Had a hard time making the decision to start ours on Risperdal. Five little drops every morning has made a huge difference in life–now he can sleep more than three hours in a night, he can interact with other kids, and he enjoys himself. I fought that suggestion fora lot of years because I worried I might be seen as “just doping the kid up”. Finally decided that what other people might say wasn’t worth the endless hours of watching him hurt himself and lash out about everything. He’s been steadily making gains since starting the medication, and the only time we saw a regression was during the three weeks we tried to taking him off it.

chris crane

We have tried only two meds for our son Ritalin,for hyper-activity-NIGHTMARE he began self injury stopped in a week,then tried inpremine,it helped calmed down the stimming (finger flipping,running back and forth)but destroyed sleep patterns,we did this for 3 years until I figured it was the pills that was keeping ALL OF US UP, So the pills left,milk was removed from the diet ,that calmed his hyperactivity,we stopped caring about stimming ,(and now after talking to other autistic people I will never care about stimming again,He needs to do it and it is not hurting anyone so people get over it!
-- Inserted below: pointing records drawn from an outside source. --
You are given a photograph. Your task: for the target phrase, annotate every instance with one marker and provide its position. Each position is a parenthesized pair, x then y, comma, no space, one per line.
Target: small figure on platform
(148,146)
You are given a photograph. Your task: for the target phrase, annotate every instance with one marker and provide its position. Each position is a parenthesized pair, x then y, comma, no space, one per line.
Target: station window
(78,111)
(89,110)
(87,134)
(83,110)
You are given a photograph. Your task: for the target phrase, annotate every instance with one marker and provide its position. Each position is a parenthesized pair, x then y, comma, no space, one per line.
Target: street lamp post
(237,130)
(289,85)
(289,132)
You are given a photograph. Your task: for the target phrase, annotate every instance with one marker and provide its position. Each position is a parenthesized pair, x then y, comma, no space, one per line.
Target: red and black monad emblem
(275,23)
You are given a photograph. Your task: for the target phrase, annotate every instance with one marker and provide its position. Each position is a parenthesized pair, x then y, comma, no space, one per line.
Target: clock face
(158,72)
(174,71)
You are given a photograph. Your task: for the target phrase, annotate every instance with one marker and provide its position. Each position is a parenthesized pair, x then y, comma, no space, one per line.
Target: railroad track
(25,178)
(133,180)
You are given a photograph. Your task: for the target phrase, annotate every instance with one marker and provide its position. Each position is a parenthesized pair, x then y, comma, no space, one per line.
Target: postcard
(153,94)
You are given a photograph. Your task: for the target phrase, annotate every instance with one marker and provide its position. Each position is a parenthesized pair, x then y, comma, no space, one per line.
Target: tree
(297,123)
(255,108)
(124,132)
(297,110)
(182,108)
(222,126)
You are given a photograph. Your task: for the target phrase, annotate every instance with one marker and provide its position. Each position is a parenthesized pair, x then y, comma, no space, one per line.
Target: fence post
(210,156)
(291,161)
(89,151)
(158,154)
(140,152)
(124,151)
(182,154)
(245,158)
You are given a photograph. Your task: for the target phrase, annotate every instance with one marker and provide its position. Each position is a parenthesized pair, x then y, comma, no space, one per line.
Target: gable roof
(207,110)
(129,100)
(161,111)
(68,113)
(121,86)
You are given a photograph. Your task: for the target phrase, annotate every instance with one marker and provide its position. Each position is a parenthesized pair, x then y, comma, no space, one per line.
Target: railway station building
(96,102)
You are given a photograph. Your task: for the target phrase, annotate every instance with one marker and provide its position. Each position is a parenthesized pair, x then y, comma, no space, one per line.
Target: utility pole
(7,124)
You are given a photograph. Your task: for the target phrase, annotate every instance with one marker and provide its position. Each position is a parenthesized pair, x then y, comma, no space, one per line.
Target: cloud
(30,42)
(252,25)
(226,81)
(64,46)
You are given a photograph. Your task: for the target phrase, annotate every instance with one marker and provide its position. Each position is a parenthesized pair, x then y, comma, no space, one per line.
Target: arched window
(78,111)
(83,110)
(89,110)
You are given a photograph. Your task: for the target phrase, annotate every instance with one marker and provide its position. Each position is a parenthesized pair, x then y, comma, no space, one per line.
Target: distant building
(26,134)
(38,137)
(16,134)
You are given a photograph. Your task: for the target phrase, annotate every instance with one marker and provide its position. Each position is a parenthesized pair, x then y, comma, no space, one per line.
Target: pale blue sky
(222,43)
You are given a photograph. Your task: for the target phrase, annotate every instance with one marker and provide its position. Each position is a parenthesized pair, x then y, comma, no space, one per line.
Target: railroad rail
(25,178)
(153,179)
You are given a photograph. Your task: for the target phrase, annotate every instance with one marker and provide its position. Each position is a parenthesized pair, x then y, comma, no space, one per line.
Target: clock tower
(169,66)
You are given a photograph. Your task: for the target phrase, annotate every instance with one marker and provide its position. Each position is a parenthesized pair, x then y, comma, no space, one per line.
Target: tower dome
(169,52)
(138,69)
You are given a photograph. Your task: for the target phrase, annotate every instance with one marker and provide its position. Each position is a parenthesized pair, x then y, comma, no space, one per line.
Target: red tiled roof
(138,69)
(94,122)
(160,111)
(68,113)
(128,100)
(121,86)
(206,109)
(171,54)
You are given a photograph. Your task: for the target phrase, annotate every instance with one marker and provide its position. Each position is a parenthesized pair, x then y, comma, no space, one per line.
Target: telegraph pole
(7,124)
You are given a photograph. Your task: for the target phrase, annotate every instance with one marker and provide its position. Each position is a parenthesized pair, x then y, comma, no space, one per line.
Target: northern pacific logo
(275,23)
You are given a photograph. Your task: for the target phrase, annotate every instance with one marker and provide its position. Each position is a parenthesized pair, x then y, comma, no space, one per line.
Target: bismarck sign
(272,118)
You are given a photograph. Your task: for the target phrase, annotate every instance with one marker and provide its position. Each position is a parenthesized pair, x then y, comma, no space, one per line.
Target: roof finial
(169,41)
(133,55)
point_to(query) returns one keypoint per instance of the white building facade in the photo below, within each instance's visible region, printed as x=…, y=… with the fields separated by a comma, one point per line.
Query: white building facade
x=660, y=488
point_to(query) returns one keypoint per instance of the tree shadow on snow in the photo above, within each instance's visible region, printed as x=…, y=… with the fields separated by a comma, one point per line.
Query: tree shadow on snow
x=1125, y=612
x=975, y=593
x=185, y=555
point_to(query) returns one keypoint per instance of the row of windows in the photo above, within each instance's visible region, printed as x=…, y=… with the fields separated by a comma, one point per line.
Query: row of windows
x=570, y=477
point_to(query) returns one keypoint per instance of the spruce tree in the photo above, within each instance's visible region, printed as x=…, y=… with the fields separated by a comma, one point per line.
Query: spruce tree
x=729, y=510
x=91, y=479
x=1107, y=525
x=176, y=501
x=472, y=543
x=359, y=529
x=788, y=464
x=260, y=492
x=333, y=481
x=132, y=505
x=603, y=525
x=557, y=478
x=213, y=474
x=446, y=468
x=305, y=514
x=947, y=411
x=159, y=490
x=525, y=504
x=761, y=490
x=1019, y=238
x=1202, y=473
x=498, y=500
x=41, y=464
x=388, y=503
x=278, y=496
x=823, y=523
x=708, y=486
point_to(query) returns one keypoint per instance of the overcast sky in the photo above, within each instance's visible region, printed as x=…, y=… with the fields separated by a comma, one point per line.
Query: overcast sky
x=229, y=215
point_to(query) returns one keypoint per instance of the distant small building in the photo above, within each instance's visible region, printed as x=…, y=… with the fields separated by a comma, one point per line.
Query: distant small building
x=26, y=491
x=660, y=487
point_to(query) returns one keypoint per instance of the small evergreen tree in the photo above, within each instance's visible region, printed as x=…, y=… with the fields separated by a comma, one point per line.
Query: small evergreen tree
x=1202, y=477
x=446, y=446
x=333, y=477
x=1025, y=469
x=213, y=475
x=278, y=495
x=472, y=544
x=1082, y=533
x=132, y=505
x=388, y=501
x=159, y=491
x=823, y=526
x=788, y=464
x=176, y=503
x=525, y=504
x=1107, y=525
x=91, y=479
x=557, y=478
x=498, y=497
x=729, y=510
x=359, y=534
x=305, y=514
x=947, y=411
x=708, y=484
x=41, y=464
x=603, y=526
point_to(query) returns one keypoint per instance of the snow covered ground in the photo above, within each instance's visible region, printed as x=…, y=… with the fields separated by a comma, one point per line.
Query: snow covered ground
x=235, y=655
Meletonin is helpful for full moon nights and yes around the time change his sleep patterns suffer but he is 21 now,and won't hurt himself so he is up and we try to sleep ! lol Yes he raids the fridge,and leaves things out ,(drives me crazy) and will always will live with us,but he is a joy,sweet loving and happy most of the time,we have considered anti anxiatity at certain ages,but have found things that calm him LONG BATHS,SHOWERS ,time in the pool,his own space routine in his day allowing him to retreat when he needs has come a long way to calming meltdowns. We as a family have been at this a long time,we have found freedom in letting our idea of what it is supposed to be and accepting what is , I encourage every parent to accept more,of the good things about Autism ,the different way of looking at this world , and people. It has been amazing ride,yes at times painful,but all life ,normal or not has pain

Lost_and_Tired

Chris,

That was an awesome story. What great advice and amazing parenting. Thank you so much for sharing your personal story. I'm so happy that you have found ways to enjoy and embrace life and all it's given you. You are an inspiration to the Lost and Tired family and me as a parent.

Thank you

Dee

My son has aspergers and ADHD. He is currently taking 5 medications. It was not an easy decision to make and each med was introduced seperately and I was able to see a big difference. He currently is in a special education school where his class has 5 boys and two oats along w the teacher. He is not able to function with a regular school setting, even on medication. I’m a single mother who works fulltime. The state of MN has cut a lot of programs that would help him. For my son, it has come down to a quality of life and an opportunity for ABA therapy to work

Lost_and_Tired

Dee,

I think your story echos so many others. Thank you for sharing a bit of your life with everyone. 🙂 Stay strong and keep up the good work.

Dawn

The first medication our son was on was Clonodine at almost 4 years old. Up until that point he DID NOT sleep. We had forgotten what it was like to get to sleep through the night. After he started preschool, we became concerned that his hyperactivity was going to hinder him once kindergarten started. Up until he actually started speaking at just before 4 years old – we weren't even sure he would go to kindergarten! But once we started visiting a DAN doctor and started Methyl B-12 injections- his language EXPLODED! Then we were on a series of supplements, and using lots of behavior modifications but the extreme hyperactivity remained, along with a complete inability to focus for more than a fe minutes at a time, on anything. We discussed ADHD meds with his neurologist, but we didn't want to give him any at such a young age- so we modified his diet, worked on breathing techniques, all things that we read about and talked to other parents about. Combined with autism, OCD AND ADHD, we were also dealing with a developmental delay of about 2 years. A month into kindergarten it was clear that our methods just weren't working. So we gave into meds. It was a HARD decision to make- and just like with everything else- a TON of research went into it. He started out on Adderall, 5 mg. The effects were instantaneous and successful! He slowed down, he could focus, he became less argumentative. He still had autistic symptoms, lack of eye contact, some stimming, LOTS of echolalia- but the meds weren't FOR the autism! Now at 10 years old he takes 40mg. of Vyvanse- which works great- and he actually EATS when taking it- which was a problem with the Adderall.

Lost_and_Tired

That's awesome. Thank you for sharing. I totally agree with what you said. For us it came down to quality of life concerns. If medications could improve their quality of life, that was a good reason to consider it. In so many ways, medications have help our oldest Gavin to regain part of his life that had been taken away by visual and auditory hallucinations.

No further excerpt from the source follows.